Das BVerfG hat in seinem Beschluss nicht auf das Unterhaltsrecht nach BGB, sondern auf das Sozialrecht nach SGB XII zurückgegriffen. Es kommt nur darauf an, die Mindestalimentation zu ermitteln. Diese variiert nach Wohnort und Zahl der Kinder. Sie richtet sich nach dem Grundsicherungsniveau zzgl. 15 Prozent. Ein gangbarer Weg ist der Rückgriff den den Kinderanteil innerhalb des Grundsicherungsniveaus zu bestimmen ist auf das Regelbedarfsermittlungsgesetz zurückzugreifen, wie im Gesetzentwurf geschehen. Demnach liegen die gewichteten Regelbedarfe für zwei minderjährige Kinder bei 629,12 Euro.
Falsch wäre zu denken, der Familienzuschlag (mit oder ohne REZ) müsse dem Regelbedarf nachbilden. Entscheidend ist, dass die Summe der Bezüge die Mindestalimentation erfüllt. REZ und FamZ bilden da regelmäßig nur einen Anteil.

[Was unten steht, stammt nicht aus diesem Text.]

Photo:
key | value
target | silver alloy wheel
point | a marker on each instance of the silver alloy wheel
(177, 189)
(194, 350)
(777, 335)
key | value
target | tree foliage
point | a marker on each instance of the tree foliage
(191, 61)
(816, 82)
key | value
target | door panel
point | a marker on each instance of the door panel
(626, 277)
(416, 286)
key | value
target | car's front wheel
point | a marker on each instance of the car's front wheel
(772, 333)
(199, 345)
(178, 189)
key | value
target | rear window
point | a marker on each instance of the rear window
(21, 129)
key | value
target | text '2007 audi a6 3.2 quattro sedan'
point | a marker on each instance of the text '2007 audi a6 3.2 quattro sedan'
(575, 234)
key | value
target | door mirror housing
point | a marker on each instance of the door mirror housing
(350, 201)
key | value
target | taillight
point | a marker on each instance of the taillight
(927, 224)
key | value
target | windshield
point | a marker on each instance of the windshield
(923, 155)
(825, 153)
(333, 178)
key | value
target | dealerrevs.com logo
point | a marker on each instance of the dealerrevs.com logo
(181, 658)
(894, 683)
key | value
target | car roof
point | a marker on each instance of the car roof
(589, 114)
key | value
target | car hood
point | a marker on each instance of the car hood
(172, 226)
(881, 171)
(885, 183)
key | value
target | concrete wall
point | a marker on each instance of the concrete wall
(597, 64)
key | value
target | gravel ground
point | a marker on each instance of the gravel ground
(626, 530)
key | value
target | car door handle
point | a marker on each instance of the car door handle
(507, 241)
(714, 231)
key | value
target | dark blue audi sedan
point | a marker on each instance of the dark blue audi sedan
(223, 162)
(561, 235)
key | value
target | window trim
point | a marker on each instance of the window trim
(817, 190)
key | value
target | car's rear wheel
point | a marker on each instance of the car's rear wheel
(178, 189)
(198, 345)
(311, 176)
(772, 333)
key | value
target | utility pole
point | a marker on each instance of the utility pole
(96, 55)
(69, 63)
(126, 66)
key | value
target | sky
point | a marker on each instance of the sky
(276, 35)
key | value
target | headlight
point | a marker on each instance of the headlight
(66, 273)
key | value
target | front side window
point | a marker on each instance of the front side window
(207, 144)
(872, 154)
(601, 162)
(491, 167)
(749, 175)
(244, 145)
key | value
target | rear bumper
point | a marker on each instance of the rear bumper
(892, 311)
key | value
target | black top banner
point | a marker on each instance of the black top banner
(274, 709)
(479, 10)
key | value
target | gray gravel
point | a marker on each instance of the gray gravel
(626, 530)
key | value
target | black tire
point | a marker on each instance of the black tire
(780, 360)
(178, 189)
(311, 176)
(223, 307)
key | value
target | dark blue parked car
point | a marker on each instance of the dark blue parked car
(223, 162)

Zunächst einmal ist das ein sehr verkürzter Blick auf Rn. 51 der aktuellen Entscheidung, da das BVerfG dort ja zurecht betont, dass die Leistungen nach SGB II und XII nur teilweise auf gesetzgeberische Pauschalisierungen zurückgreifen können, da der Sozialgesetzgeber auch an den tatsächlichen Bedürfnissen anknüpft, und zwar explizit mit Blick auf die Unterkunftskosten. Nur deshalb gibt es ja so etwas wie das WoGG; ansonsten könnten auch mit Blick auf die Unterkunft auf den undifferenzierten Wert des Existenzminimumberichts zurückgegriffen werden, was das BVerfG aber auch diesbezüglich nicht zulässt (vgl. in der aktuellen Entscheidung Rn. 56). Der Wert von 629,12 € ist also mit Sicherheit nicht als realitätsgerecht zu begreifen, sondern deutlich zu gering. Genau deshalb greife ich ja auf die Düsseldorfer Tabelle zurück und lege also einen deutlich höheren Wert zu Grunde, weil das offensichtlich realitätsgerechter ist.
Wenn Du diesen Wert von 629,12 € aber als realitätsgerecht begreifen möchtest, dann würde Deine ganze Argumentation aber ja nur noch mehr dafür sprechen, dass die Gesamtbeträge aus Familienzuschlägen sowie Ergänzungszuschlägen für die Familienstufe 3 unter Addition des Kindergelds in Höhe von 219,- € pro Kind evident sachwidrig wären:
I 898,16 €
II 1020,16 €
III 1.146,16 €
IV 1.293,16 €
V 1.431,16 €
VI 1.575,16 €
VII 1.741,16 €
Denn wie bereits hervorgehoben, geht das BVerfG regelmäßig davon aus, dass solange, wie eine amtsangemessene Alimentation vorliegt, der Kindesunterhalt einer Familie mit einem oder zwei Kindern ganz überwiegend aus den allgemeinen, d.h. „familienneutralen“ Gehaltsbestandteilen bestritten werden kann, weshalb die hinzutretenden kinderbezogenen Gehaltsbestandteile erheblich unterhalb der Beträge bleiben können, die die Rechtsordnung als Regelsätze für den Kindesunterhalt als angemessen erachtet und veranschlagt (BVerfG, Beschluss des Zweiten Senats vom 30. März 1977 – 2 BvR 1039/75 –, Rn. 65). Die familienbezogenen Zuschläge einschließlich des Kindergelds können deshalb den zusätzlichen Bedarf, der der Beamtenfamilie beim ersten und zweiten Kind erwächst, nicht annähernd ausgleichen (BVerfG, Beschluss des Zweiten Senats vom 22. März 1990 – 2 BvL 1/86 –, Rn. 48).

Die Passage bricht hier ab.